To thine own self be true. The doctors should stop being accessories to
the trickery.”
“But when there is the
possibility that accreditation will be withheld, that third party will withhold
funds.”
“Sheer blackmail, isn’t
it Harry. We are asked to yield ground on our morality and ethics to
satisfy our leaders and bankers. Physicians should decline to become
partners to this chicanery.”
“But Simon, be
reasonable.
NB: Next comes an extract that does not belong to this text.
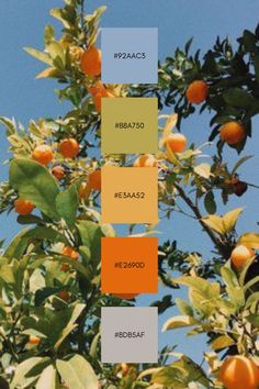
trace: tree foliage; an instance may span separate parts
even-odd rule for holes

If we don’t countersign resident physician’s orders, then we
will be called at all hours of the night for minor things that the house
physician can take care of.”
“Wouldn’t it be better
to admit the truth of things. That the resident physician is empowered to
treat hospitalized patients in an emergency.”
“But if you don’t
countersign an order, then the physician may be held liable if a patient
succumbs, not necessarily because of treatment. Your signature is
admission of your responsibility in the case.”
“And if I do sign, than
I am taking responsibility for an act over which I had no authority.
Actually, the system is a fraud. It should admit the truth of
things. That on occasion a resident physician will have to take
responsibility for patient care. That is the bald fact, and no amount of
post dated countersigning alters it. It only alters the appearance of
fact.”
“In other words, come
what may, you opt for candor in place of credibility.”
“Precisely.”
“Then how come you’ve
adjusted our scale so it is shy about three pounds?”
“That’s different,” said S.Q. Lapius.